Millions of Americans planning for retirement need to pay close attention to one important Social Security rule: full retirement age. While benefits can still begin as early as age 62, claiming early can permanently reduce monthly payments.

The change matters because Social Security is a major source of income for many retirees. Understanding the difference between early benefits, full retirement age and delayed benefits can help older Americans make better financial decisions.

What Is Full Retirement Age?

Full retirement age, often called FRA, is the age when a person becomes eligible to receive 100% of their Social Security retirement benefit. This amount is based on a worker’s earnings history and is sometimes called the full benefit amount.

For many years, full retirement age was 65. However, changes made through the Social Security Amendments of 1983 created a gradual increase in the retirement age.

The goal was to adjust the program as Americans lived longer and spent more years in retirement. Now, for anyone born in 1960 or later, full retirement age is 67.

Social Security Full Retirement Age By Birth Year

The full retirement age depends on the year a person was born. Here is the current schedule:

  • People born from 1943 to 1954 reach full retirement age at 66.
  • Those born in 1955 reach it at 66 years and 2 months.
  • People born in 1956 reach it at 66 years and 4 months.
  • Those born in 1957 reach it at 66 years and 6 months.
  • People born in 1958 reach it at 66 years and 8 months.
  • Those born in 1959 reach it at 66 years and 10 months.
  • Anyone born in 1960 or later reaches full retirement age at 67.

This is the final scheduled increase under current law. Unless Congress changes the rules, the full retirement age will not continue rising automatically.

Why Claiming At 62 Can Be Costly

Social Security allows people to start claiming retirement benefits at age 62. However, early claiming comes with a permanent reduction.

Those who claim before full retirement age may see their monthly benefit reduced by as much as 30%. This lower amount generally continues for the rest of retirement.

For people who need income immediately, claiming early may be necessary.
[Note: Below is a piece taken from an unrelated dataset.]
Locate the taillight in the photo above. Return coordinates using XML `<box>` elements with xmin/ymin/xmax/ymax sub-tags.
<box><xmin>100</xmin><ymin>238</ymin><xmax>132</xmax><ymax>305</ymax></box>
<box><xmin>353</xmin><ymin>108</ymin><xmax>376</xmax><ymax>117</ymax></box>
But for those who can wait, delaying benefits can lead to a larger monthly check.

Waiting Longer Can Increase Benefits

Retirees who wait beyond full retirement age may receive delayed retirement credits. These credits can increase benefits by about 8% for each year of delay after FRA.

The increase stops at age 70, meaning there is usually no extra benefit to waiting beyond that age. For people in good health or those expecting a longer retirement, delaying benefits may provide more financial security later in life.

Why This Rule Matters For Retirement Planning

The full retirement age change is important because it affects how much money retirees receive every month. A person who claims at 62 may get smaller payments for many years, while someone who waits until 67 or 70 may receive a higher monthly income.

Before claiming, workers should review their expected benefits, retirement savings, health needs, job situation and household budget.

Social Security’s full retirement age has now reached 67 for people born in 1960 or later. While benefits can still begin at 62, early claiming can permanently reduce monthly payments.

Waiting until full retirement age protects the full benefit, while delaying until age 70 can increase monthly income.

For retirees planning their next step, understanding this rule is essential before making a Social Security decision.